Ela observa que sempre reserva um lugar para novas cadências de seus solistas. "A improvisação é muito importante, porque o solista sempre indica para o compositor e arranjador caminhos alternativos", diz, revelando que muitas da 90 peças que compôs foram sugeridas pela audição de Mariano, Lew Tabackin e de seus músicos da orquestra, metade dos quais está com ela desde a criação do grupo. O pianista Bud Powell, reconhece, foi sua maior influência, mas o estilo que deixou marcas indeléveis foi mesmo a bossa nova. "Tanto que Brazilian Friends é uma tentativa de prestar homenagem a Tom Jobim e a todos os amigos que me ajudaram a descobrir a música brasileira."

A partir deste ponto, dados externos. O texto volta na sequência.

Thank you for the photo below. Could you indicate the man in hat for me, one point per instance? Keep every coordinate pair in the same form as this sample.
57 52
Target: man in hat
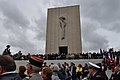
33 68
7 68
94 73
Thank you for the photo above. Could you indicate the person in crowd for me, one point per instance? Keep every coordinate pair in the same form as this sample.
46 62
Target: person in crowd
7 50
44 64
94 73
73 70
85 70
55 70
79 72
68 73
21 71
33 68
7 68
61 72
116 74
46 73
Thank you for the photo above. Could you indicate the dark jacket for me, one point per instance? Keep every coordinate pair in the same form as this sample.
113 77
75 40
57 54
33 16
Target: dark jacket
10 76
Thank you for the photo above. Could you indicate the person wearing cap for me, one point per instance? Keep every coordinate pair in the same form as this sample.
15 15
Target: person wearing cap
55 70
94 73
46 73
7 68
33 68
7 50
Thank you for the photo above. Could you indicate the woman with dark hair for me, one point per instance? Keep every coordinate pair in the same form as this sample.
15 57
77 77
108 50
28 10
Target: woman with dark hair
46 73
21 72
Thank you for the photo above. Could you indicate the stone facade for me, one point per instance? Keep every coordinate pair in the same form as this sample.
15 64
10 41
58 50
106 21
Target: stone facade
63 33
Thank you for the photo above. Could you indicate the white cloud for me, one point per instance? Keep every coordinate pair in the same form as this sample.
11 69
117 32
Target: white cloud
23 23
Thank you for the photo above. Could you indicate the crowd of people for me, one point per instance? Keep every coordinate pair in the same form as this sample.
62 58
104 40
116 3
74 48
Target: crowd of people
38 69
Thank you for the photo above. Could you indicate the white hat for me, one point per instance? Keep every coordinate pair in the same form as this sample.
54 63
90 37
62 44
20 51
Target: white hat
93 65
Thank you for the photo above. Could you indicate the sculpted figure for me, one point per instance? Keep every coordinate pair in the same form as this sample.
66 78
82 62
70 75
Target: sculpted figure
62 26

"Bem, para falar a verdade, conheci música brasileira mesmo antes da bossa nova, porque já tocava Tico-Tico no Fubá em 1956." Ela gravou pela segunda vez a música de Zequinha de Abreu no disco que está lançando agora em São Paulo. É um desafio, define. "Se você não tem swing, então é melhor desistir, como dizia Duke Ellington." Lew Tabackin, ela garante
tem de sobra, até mais do que o primeiro marido, Charlie Mariano. Ela não recusa comparações. Diz que Mariano era mais melódico e que o jazz, para ele, era "apenas um hobby".
Herança musical - Com Mariano ela teve uma filha, Michiro Mariano, ex-atriz do cinema que hoje atende pelo nome de Monday Michiro, já gravou seis discos e é uma pop star no Japão. É dela o belo solo vocal de "Minamata". Como a filha, o cinema já namorou a compositora, mas sua resposta foi não. "Recebi, a exemplo de Takemitsu, ofertas para compor trilhas sonoras, mas não eram projetos muito interessantes", lembra. "Além disso, é uma grande responsabilidade escrever para o cinema depois das experiências de Takemitsu, porque ele provocou uma revolução na área", observa a compositora. Os ingressos para o concerto da orquestra de Toshiko Akiyoshi e Lew Tabackin na Sala São Paulo vão custar entre R$ 10, 00 e R$ 60,00.